Os mais temerosos os chamam de Adversários. Esse, é bom lembrar, é o significado original da palavra Satã. Há os que os chamam de Outros, lembrando a advertência de Sartre: O Inferno são os Outros. Acrescentou Da Gong-ji:

— Ao mesmo tempo, necessitamos dos Outros para sermos nós mesmos, um pouco à maneira de Sartre. Pois não há Yin sem Yang. Então, essa comparação com anjos e demônios é uma descrição aproximada, mas só uma aproximação bem grosseira. Bem, não tente entender: é mais complicado do que Sartre. E não é preciso entender.

Continuando, disse que o Grande Dragão parece ser a única Sociedade temida pela Confraria de Csífodas. Na maioria das vezes, as duas parecem atuar de forma concorde, mas, ocasionalmente, a Sociedade dispensa os serviços da Confraria, e pode mesmo atacá-la; foi o que aconteceu quando os Nazistas, tidos como controlados pelo Grande Dragão, se voltaram contra os Capitalistas. Suspeita-se que a Sociedade esteja por trás de outros dos piores momentos da Humanidade, como a Inquisição, a Ku-klux-klan (seus líderes não se chamam Grandes Dragões?), o Stalinismo, o Fascismo, o Apartheid, as ditaduras militares, como as latino-americanas, a Gangue dos Quatro, o Khmer Vermelho, o terrorismo, o crime organizado... Mesmo imbecis como George W. Bush têm seu lugar na estratégia dos Outros.
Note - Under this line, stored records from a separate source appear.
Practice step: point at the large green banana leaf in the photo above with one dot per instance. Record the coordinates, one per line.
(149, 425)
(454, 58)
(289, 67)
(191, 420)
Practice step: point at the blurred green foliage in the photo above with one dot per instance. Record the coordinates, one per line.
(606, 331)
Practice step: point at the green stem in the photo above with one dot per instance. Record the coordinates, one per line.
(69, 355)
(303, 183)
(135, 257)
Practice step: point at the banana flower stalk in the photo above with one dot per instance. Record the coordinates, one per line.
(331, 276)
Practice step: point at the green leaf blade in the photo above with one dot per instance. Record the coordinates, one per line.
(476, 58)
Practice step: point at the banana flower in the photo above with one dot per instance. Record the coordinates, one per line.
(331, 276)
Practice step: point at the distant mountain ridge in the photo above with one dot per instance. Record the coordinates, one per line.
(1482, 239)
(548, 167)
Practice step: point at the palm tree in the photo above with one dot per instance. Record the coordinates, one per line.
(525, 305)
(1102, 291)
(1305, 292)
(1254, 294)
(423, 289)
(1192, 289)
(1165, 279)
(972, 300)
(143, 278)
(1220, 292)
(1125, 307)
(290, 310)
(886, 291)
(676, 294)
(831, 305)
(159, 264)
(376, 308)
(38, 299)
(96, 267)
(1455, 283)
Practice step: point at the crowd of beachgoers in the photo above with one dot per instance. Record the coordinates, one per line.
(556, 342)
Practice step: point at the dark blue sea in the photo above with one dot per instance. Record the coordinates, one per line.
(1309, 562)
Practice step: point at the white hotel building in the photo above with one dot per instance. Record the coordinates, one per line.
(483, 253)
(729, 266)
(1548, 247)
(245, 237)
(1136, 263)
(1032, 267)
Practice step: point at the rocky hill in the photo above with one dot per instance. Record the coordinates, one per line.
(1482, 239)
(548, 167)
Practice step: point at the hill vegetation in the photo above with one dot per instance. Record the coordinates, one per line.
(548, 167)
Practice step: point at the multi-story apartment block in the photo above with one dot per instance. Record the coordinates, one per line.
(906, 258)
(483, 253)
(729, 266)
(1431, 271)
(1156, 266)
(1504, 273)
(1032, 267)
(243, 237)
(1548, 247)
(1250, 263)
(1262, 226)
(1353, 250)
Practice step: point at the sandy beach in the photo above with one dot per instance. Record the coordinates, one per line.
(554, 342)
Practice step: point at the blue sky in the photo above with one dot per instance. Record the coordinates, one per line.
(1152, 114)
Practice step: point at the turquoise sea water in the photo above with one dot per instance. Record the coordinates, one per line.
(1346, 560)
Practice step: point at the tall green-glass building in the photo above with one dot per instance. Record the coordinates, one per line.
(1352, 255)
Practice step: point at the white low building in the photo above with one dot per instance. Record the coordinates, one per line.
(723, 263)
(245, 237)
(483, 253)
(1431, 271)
Até onde se pode deduzir, a filosofia do Grande Dragão parece ser uma espécie de social-darwinismo, ou seja, a crença (sem sustentação científica) de que a teoria da sobrevivência dos mais aptos pode ser aplicada a sociedades humanas. A guerra é vista como o supremo instrumento de seleção dos mais fortes, e por isso é favorecida por eles, assim como todas as espécies de fanatismo.

Assim sendo, é muito comum que a Sociedade do Grande Dragão apóie vários lados em luta, pois não importa tanto o vencedor, e sim a guerra em si; eles jamais apostam apenas em um cavalo. Na Segunda Guerra Mundial, a aposta principal foi nos nazistas e seus aliados do Eixo, mas, ao mesmo tempo, sustentavam o stalinismo e as ditaduras fascistas que também havia do lado aliado (como a de Getúlio Vargas). Hoje, apostam no governo Bush, mas também em Osama bin Laden, nos extremistas judeus, cristãos, sunitas e xiitas, nos seguidores de Saddam e dos aiatolás, e em quem mais for útil. E por aí vão: na ex-Iugoslávia, apoiavam todas as facções em conflito; na Índia, atiçam hindus, muçulmanos e sikhs, todos contra todos...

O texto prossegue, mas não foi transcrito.